The GP has effectively exited via fees before a single company has sold a single product. They have traded Performance Carry (risky, long-term) for Shadow Carry (guaranteed, immediate fees).
The Founder as Collateral Damage
If this was just LPs transferring wealth to GPs, it would be a victimless crime of the wealthy. But the primary victim is the Founder. When a VC is playing the Markup Game, they need the portfolio companies to raise capital at ever-higher valuations to justify the fund's TVPI metrics. This creates a misalignment of catastrophic proportions.
The VC encourages the founder to raise at a $100M valuation when the business metrics support $40M. The founder celebrates the headline. But they have just put on a golden handcuff. To exit, they now need to sell for $300M+ to clear liquidation preferences. A life-changing $80M exit—which would have made the founder wealthy—is now a failure. The founder is trapped in a "Unicorn or Bust" binary.
The Burn Rate Trap
To justify that inflated valuation, the company must grow into it. The VC pushes for "Blitzscaling"—hiring hundreds of salespeople, burning cash to buy revenue. The organic, compounding growth that actually builds sturdy businesses (the Industrial Slope) is sacrificed for the sugar high of top-line growth.
The Cramdown Crisis
When the music stops—as it did in 2023/2024—and the "friendly markups" disappear, the company is left with a valuation it cannot support. The result is a down-round, a cramdown, or a recapitalization where the founder is washed out of their own cap table.
The VC, having already collected years of management fees on the inflated AUM, moves on to the next vintage. The founder is left with nothing.

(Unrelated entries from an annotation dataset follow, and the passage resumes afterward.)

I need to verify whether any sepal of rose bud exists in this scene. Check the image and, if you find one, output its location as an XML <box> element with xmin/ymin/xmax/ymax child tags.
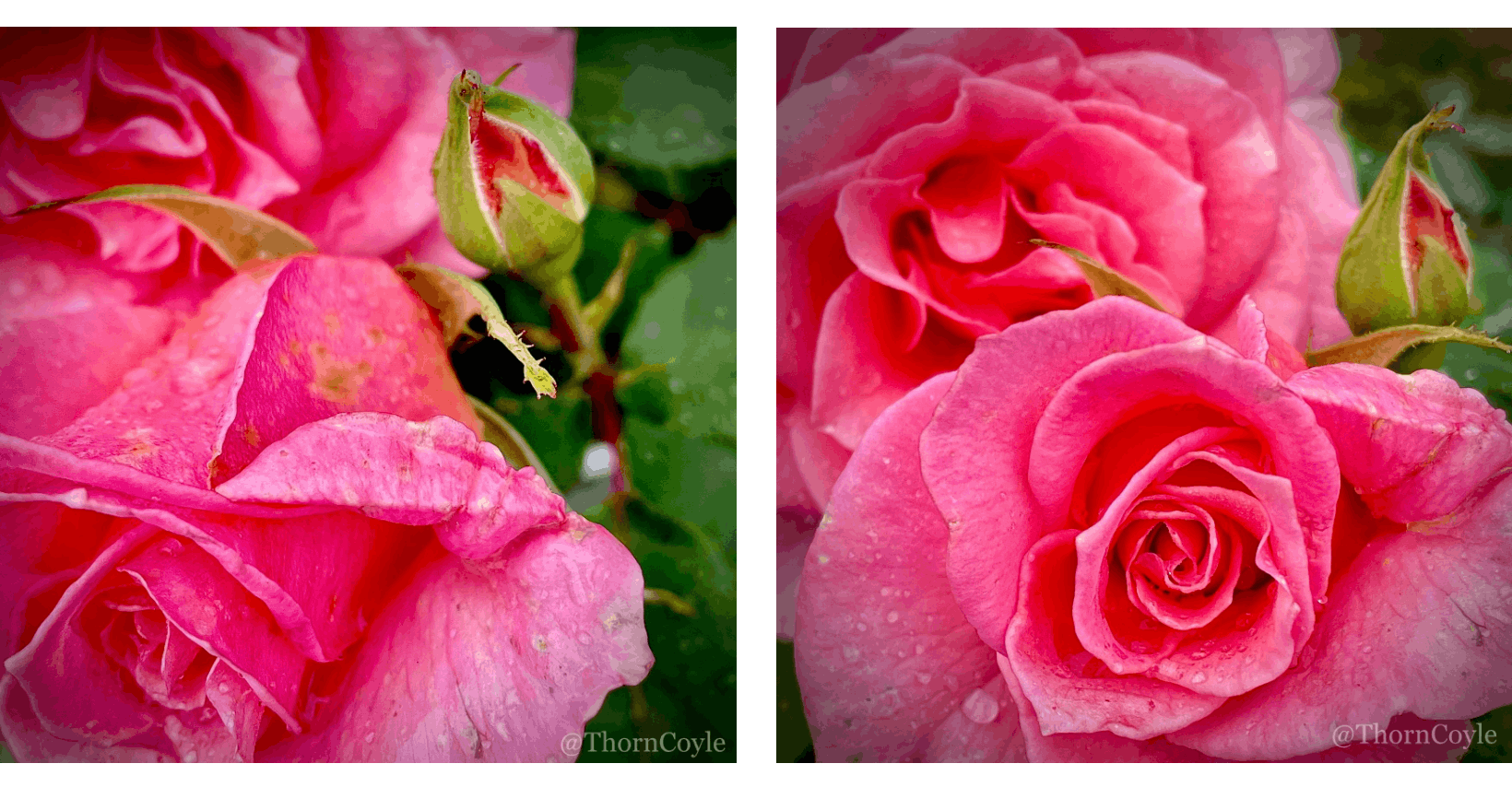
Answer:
<box><xmin>432</xmin><ymin>71</ymin><xmax>593</xmax><ymax>288</ymax></box>
<box><xmin>1338</xmin><ymin>107</ymin><xmax>1472</xmax><ymax>335</ymax></box>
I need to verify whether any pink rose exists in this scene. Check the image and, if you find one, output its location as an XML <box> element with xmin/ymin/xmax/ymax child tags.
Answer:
<box><xmin>777</xmin><ymin>29</ymin><xmax>1358</xmax><ymax>631</ymax></box>
<box><xmin>796</xmin><ymin>298</ymin><xmax>1512</xmax><ymax>761</ymax></box>
<box><xmin>0</xmin><ymin>249</ymin><xmax>652</xmax><ymax>761</ymax></box>
<box><xmin>0</xmin><ymin>28</ymin><xmax>574</xmax><ymax>275</ymax></box>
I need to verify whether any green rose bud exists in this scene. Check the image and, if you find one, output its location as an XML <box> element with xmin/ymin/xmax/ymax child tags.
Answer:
<box><xmin>1337</xmin><ymin>107</ymin><xmax>1471</xmax><ymax>335</ymax></box>
<box><xmin>431</xmin><ymin>71</ymin><xmax>593</xmax><ymax>290</ymax></box>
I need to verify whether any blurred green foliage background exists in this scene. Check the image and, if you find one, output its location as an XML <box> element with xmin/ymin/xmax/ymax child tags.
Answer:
<box><xmin>452</xmin><ymin>28</ymin><xmax>737</xmax><ymax>761</ymax></box>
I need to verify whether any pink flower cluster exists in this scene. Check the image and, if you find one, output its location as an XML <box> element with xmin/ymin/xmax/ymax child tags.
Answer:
<box><xmin>0</xmin><ymin>29</ymin><xmax>652</xmax><ymax>761</ymax></box>
<box><xmin>777</xmin><ymin>30</ymin><xmax>1512</xmax><ymax>761</ymax></box>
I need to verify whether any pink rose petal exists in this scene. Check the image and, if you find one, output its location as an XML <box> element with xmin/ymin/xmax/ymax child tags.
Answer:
<box><xmin>796</xmin><ymin>376</ymin><xmax>1013</xmax><ymax>761</ymax></box>
<box><xmin>271</xmin><ymin>513</ymin><xmax>652</xmax><ymax>763</ymax></box>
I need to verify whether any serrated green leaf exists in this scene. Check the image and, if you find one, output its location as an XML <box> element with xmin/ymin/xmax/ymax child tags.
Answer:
<box><xmin>1030</xmin><ymin>237</ymin><xmax>1169</xmax><ymax>311</ymax></box>
<box><xmin>1306</xmin><ymin>324</ymin><xmax>1512</xmax><ymax>366</ymax></box>
<box><xmin>21</xmin><ymin>182</ymin><xmax>316</xmax><ymax>267</ymax></box>
<box><xmin>395</xmin><ymin>263</ymin><xmax>557</xmax><ymax>397</ymax></box>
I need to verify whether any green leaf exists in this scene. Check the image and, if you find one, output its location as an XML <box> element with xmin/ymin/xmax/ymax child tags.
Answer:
<box><xmin>620</xmin><ymin>229</ymin><xmax>737</xmax><ymax>542</ymax></box>
<box><xmin>572</xmin><ymin>28</ymin><xmax>735</xmax><ymax>203</ymax></box>
<box><xmin>395</xmin><ymin>263</ymin><xmax>557</xmax><ymax>397</ymax></box>
<box><xmin>777</xmin><ymin>639</ymin><xmax>813</xmax><ymax>763</ymax></box>
<box><xmin>1306</xmin><ymin>324</ymin><xmax>1512</xmax><ymax>366</ymax></box>
<box><xmin>467</xmin><ymin>395</ymin><xmax>562</xmax><ymax>494</ymax></box>
<box><xmin>21</xmin><ymin>184</ymin><xmax>316</xmax><ymax>267</ymax></box>
<box><xmin>1030</xmin><ymin>237</ymin><xmax>1169</xmax><ymax>312</ymax></box>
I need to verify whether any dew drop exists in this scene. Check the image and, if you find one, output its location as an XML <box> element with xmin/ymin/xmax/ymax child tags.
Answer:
<box><xmin>960</xmin><ymin>688</ymin><xmax>998</xmax><ymax>723</ymax></box>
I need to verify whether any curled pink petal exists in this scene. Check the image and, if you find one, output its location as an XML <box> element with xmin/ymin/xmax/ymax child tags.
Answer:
<box><xmin>272</xmin><ymin>515</ymin><xmax>652</xmax><ymax>763</ymax></box>
<box><xmin>794</xmin><ymin>376</ymin><xmax>1013</xmax><ymax>761</ymax></box>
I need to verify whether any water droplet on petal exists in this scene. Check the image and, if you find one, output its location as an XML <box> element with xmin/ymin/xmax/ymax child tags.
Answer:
<box><xmin>960</xmin><ymin>688</ymin><xmax>998</xmax><ymax>723</ymax></box>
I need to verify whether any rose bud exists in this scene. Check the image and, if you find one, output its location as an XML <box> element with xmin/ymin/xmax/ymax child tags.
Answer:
<box><xmin>1338</xmin><ymin>107</ymin><xmax>1471</xmax><ymax>335</ymax></box>
<box><xmin>431</xmin><ymin>71</ymin><xmax>593</xmax><ymax>290</ymax></box>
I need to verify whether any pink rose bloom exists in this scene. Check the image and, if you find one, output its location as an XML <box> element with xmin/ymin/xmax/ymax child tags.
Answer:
<box><xmin>777</xmin><ymin>29</ymin><xmax>1358</xmax><ymax>634</ymax></box>
<box><xmin>796</xmin><ymin>298</ymin><xmax>1512</xmax><ymax>761</ymax></box>
<box><xmin>0</xmin><ymin>253</ymin><xmax>652</xmax><ymax>761</ymax></box>
<box><xmin>0</xmin><ymin>28</ymin><xmax>574</xmax><ymax>489</ymax></box>
<box><xmin>0</xmin><ymin>28</ymin><xmax>574</xmax><ymax>275</ymax></box>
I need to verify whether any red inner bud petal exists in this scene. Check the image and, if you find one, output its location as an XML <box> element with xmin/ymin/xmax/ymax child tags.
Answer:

The Meritocratic Correction: Ending the Markup Game
Meritocratic.Capital is not just a different strategy; it is a different physics. It rejects the AUM accumulation model in favor of the Compounding Yield model. Here is how we dismantle the Markup Industrial Complex:
Automated Discovery vs. "Access" Premiums
Traditional VCs pay a premium for "access" to hot deals, which forces them to seek markups to justify the entry price. Meritocratic.Capital uses systematic, data-driven discovery (see: Inside the Machine) to find high-quality assets before they are priced for perfection. By entering at a rational cost basis, we don't need artificial markups to show returns.
Solvency Over Vanity
We do not push founders to raise at the highest possible valuation. We push for the optimal valuation that preserves optionality. We encourage Net Income and Free Cash Flow over "Gross Burn." A company that controls its own destiny does not need to beg for a Series C; it can choose to go public (see: The Liquidity Inversion) or compound privately.
Permanent Alignment
The 10-year fund lifecycle forces VCs to pump-and-dump companies to show velocity to LPs. Meritocratic.Capital operates on Permanent Capital structures. We are not forced to sell a great company just because our fund is expiring, nor are we forced to markup a mediocre company just to raise the next fund.
The Return to Reality
The era of "Markup, Markup, AUM, AUM" was an aberration fueled by zero-interest rates and LP negligence. It turned VCs into asset gatherers and founders into fuel for the fee machine. True venture capital is not about the markup of the next round; it is about the cash flow of the final exit. It is about alignment.
Meritocratic.Capital measures success in one metric: Does the Founder win? Because if the Founder wins, the returns—real, cash returns—take care of themselves.